Au cours de la période 1979-2020, la structure de l’endettement extérieur à long terme public et publiquement garanti (par la suite, dette PPG) du Mali a considérablement évolué.

Le rôle des créanciers multilatéraux a considérablement augmenté, la dette du Mali à leur égard exprimée en dollars constants aux prix de 2015 a quasiment doublé entre les vingt premières années (1979-2000) et les vingt dernières années de la période (2001-2020), à telle enseigne qu’au cours de cette seconde période elle a quasiment représenté les trois quarts de la dette PPG malienne. Si les contributions de la Banque mondiale et des institutions financières africaines conservent les mêmes poids relatifs et cumulent 85% de la dette multilatérale, en revanche les institutions financières arabes et/ou islamiques ont quadruplé leurs poids et supportent 12% de créances.

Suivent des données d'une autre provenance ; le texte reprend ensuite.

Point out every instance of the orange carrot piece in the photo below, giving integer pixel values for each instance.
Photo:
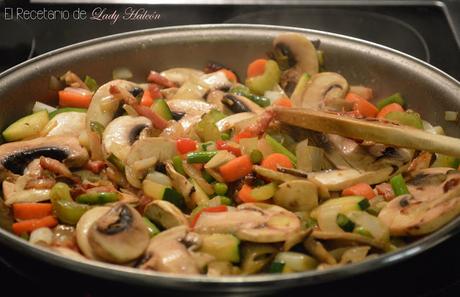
(362, 106)
(389, 108)
(274, 160)
(230, 75)
(72, 99)
(361, 189)
(284, 102)
(27, 211)
(236, 168)
(245, 194)
(256, 68)
(30, 225)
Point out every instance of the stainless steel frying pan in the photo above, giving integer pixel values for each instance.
(428, 90)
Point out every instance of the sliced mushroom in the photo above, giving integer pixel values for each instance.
(168, 253)
(427, 209)
(119, 235)
(15, 156)
(297, 195)
(66, 124)
(83, 227)
(144, 154)
(320, 89)
(121, 133)
(301, 55)
(190, 107)
(255, 222)
(165, 214)
(237, 104)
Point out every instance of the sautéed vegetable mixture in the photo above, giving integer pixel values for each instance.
(195, 172)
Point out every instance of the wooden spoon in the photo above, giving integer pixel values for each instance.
(373, 130)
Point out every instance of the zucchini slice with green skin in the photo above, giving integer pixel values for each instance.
(224, 247)
(162, 109)
(26, 126)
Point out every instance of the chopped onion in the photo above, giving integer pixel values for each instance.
(122, 73)
(451, 116)
(159, 178)
(42, 235)
(80, 91)
(38, 106)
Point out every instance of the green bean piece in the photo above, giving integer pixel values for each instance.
(97, 198)
(220, 189)
(399, 185)
(153, 229)
(395, 98)
(256, 156)
(97, 127)
(177, 164)
(200, 157)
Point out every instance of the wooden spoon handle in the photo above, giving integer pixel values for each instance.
(386, 133)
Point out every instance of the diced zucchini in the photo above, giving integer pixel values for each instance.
(224, 247)
(26, 126)
(162, 109)
(153, 189)
(345, 223)
(279, 148)
(295, 262)
(199, 196)
(174, 197)
(264, 192)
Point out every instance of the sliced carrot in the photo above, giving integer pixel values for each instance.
(245, 194)
(236, 168)
(284, 102)
(73, 99)
(256, 68)
(361, 189)
(389, 108)
(362, 106)
(27, 211)
(230, 75)
(30, 225)
(274, 160)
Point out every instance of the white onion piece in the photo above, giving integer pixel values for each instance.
(80, 91)
(159, 178)
(42, 235)
(122, 73)
(38, 106)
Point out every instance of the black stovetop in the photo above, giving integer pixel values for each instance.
(424, 29)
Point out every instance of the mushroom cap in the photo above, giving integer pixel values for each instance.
(301, 50)
(165, 213)
(119, 235)
(121, 133)
(319, 90)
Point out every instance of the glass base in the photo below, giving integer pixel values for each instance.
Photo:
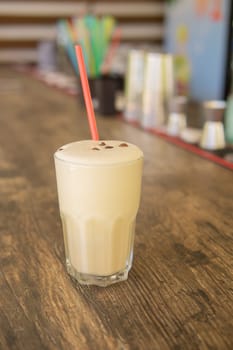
(101, 281)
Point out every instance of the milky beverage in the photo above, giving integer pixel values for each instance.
(99, 184)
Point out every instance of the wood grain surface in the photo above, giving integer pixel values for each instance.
(179, 294)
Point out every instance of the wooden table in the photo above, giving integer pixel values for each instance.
(179, 294)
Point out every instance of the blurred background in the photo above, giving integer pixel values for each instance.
(155, 50)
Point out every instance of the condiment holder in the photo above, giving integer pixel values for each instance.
(212, 137)
(177, 116)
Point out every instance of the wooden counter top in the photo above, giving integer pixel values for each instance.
(179, 294)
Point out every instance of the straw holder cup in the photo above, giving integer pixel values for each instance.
(103, 91)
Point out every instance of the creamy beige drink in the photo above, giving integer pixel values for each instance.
(99, 184)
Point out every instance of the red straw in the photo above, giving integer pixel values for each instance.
(86, 93)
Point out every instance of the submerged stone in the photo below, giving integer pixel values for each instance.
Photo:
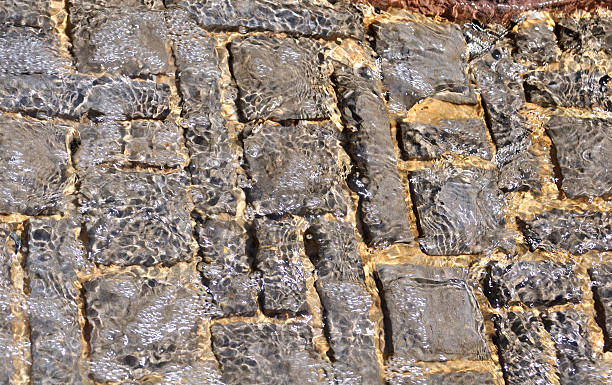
(459, 210)
(34, 162)
(374, 176)
(294, 169)
(424, 141)
(280, 79)
(136, 218)
(433, 314)
(422, 59)
(583, 150)
(570, 230)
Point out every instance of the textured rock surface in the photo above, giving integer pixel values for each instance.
(374, 175)
(570, 230)
(424, 141)
(422, 304)
(524, 358)
(294, 169)
(147, 324)
(459, 210)
(136, 218)
(55, 255)
(34, 162)
(541, 283)
(410, 52)
(302, 92)
(583, 149)
(226, 267)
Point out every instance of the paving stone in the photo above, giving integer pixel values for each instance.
(601, 276)
(425, 141)
(583, 150)
(459, 210)
(145, 324)
(432, 314)
(575, 359)
(294, 168)
(54, 257)
(570, 230)
(523, 357)
(267, 353)
(582, 89)
(34, 163)
(368, 142)
(226, 267)
(280, 78)
(136, 218)
(422, 59)
(307, 17)
(25, 50)
(284, 274)
(542, 283)
(125, 41)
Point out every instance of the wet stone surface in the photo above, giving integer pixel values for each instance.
(424, 141)
(583, 151)
(422, 304)
(136, 218)
(302, 92)
(459, 210)
(294, 169)
(34, 163)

En revanche, le rôle relatif et absolu des créanciers bilatéraux a considérablement diminué : le montant des créances maliennes à leur égard a été divisé par plus de deux tandis que leur poids ne représentait plus que 28% de la dette PPG dans la seconde période contre 57% dans la première. Aussi la concurrence entre pays prend-elle une autre dimension. On note le rôle éminent joué par l’URSS puis la Russie qui ont été à l’origine de près de 29% des créances bilatérales tout au long de la période devant la France (25%) et la Chine (19%). Il existe toutefois une grande asymétrie entre les deux périodes. Si la France reste le second bailleur bilatéral (mais avec un montant de créances diminué des deux tiers), la Russie partage la quatrième place avec l’Inde, tandis que la Chine caracole en tête sans que le montant de ses créances ait augmenté (toujours exprimées en dollars constants). Cette conjoncture où la France, ex-puissance coloniale, est coincée entre deux pays que le Mali reconnaît depuis les années 1960 et qui se présentent comme des alternatives est assez emblématique des relations franco-maliennes très dégradées.